I am aware of the effects on the monarch population because I am able to see them on my milkweed plants. I have wondered about all the other anonymous caterpillars and other insects in the forests where they sprayed. How many species are eliminated because of regular spraying in the forests. ( not to mention local residents who complained of feeling ill after spraying)
When I was a child, we had gypsy moths and other moth and butterfly species. They were all plentiful. Today I have monarchs because I have gone out of my way to support them, but otherwise there are few butterflies and moths. Do we need to remove one species so badly that we are willing to sacrifice many others too?
If you eliminate Norway maples, you still won’t bring back the caterpillars (and the species that depend on them) if the conditions for life are damaged. I truly wish Bt would not be used, or neonics, which I suspect are another big insect decimator.
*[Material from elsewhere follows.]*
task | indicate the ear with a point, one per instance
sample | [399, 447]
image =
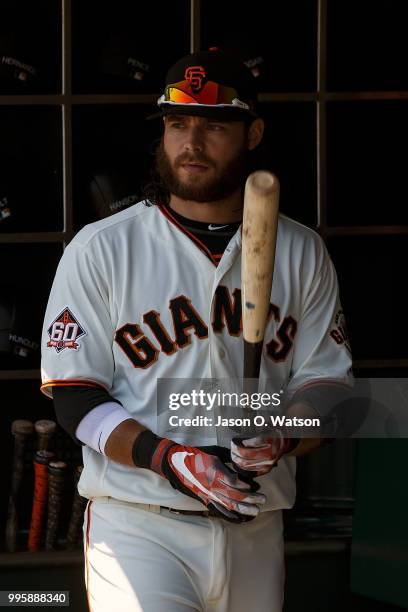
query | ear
[255, 133]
I share your concern about Bt. It is a non-selective pesticide that kills any active caterpillars at the time of spraying. And that likely means scores of different lepidoptera species. While the aim of spriaying is worthy — saving oak trees that are favourite targets of the gypsy moth caterpillars — the full ramifications of spraying are likely very complex. Damage to the local ecology is a given. The big question of course is whether the scale of damage is justified to save trees. And how can we ever know with certainty? My take is that the ecological cascade effects — death of caterpillars translating into less food for birds — argues against using Bt unless it can be credibly demonstrated that it is going to save large numbers of trees.